The department, led by Tom Schreiner, backups the District’s data daily and is currently reviewing cloud-based storing options. The department also plans to upgrade the District’s Internet bandwidth to stay ahead of the increased use of the network.
The District currently has 4,200 computers, iPads and Chromebooks connected to the network and plans on adding an additional 1,600 Chromebooks next year.
“We passed out 1,800 Chromebooks in three days [at the beginning of the school year] and we got them all to work,” said Lacy. “That is a credit to Tom and his staff.”
• Students from Orchard Drive Elementary School performed for the Board to show that elementary music programs help students learn the fundamentals necessary to succeed in choir or band at the secondary schools.
Kelly Crawford led her students in playing rhythm instruments. Both the way they read the rhythms and the instruments they played showed how the level of difficulty changed from the kindergarten students to the third graders.
The presentation ended with all the students singing “Skip to My Lou” and playing their various percussion instruments.
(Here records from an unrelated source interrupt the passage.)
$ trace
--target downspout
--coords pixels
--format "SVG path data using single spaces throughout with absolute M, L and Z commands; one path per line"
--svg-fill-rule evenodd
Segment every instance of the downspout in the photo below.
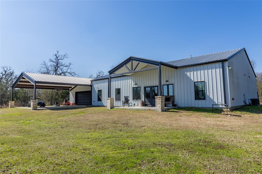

The Board gave the students a standing ovation.
• Instructional Technology Specialists Danna Bruns and Brandon Brazel spoke to the Board about their role in helping teachers incorporate technology in the classroom.
The facilitators recently brought a moon walking virtual reality experience to students, as well as showing students in 31 classrooms to code using Ozobots. These experiences provide problem-solving opportunities for students, as well as showing that technological jobs are a possible future career.
They also provide one-on-one coaching and other professional development opportunities for teachers to train them to incorporate technology into their curriculum.
All the initiatives are voluntary for teachers to use, but both facilitators said they have seen great responses from the many who participate. They also have started providing technological education for parents. They hosted a seminar on digital literacy and plan on providing more seminars in the future.
• Link ended the meeting by speaking about his concerns about recent actions by Gov. Eric Greitens to replace State Board of Education members with his own appointees, and the firing of former Commissioner Margie Vandeven.
“Right now, whether you are a Republican or a Democrat, it doesn’t matter,” Link said. “Both sides are mad about what’s going on.”
Link stated his concern, as well as that of other superintendents he spoke to, of the new appointees seem to favor charter schools, which may affect the amount of funding the District receives. Link said he will keep the Board informed with future actions at the state level, and that Jackson R-2 will “continue to strive, come hell or high water.”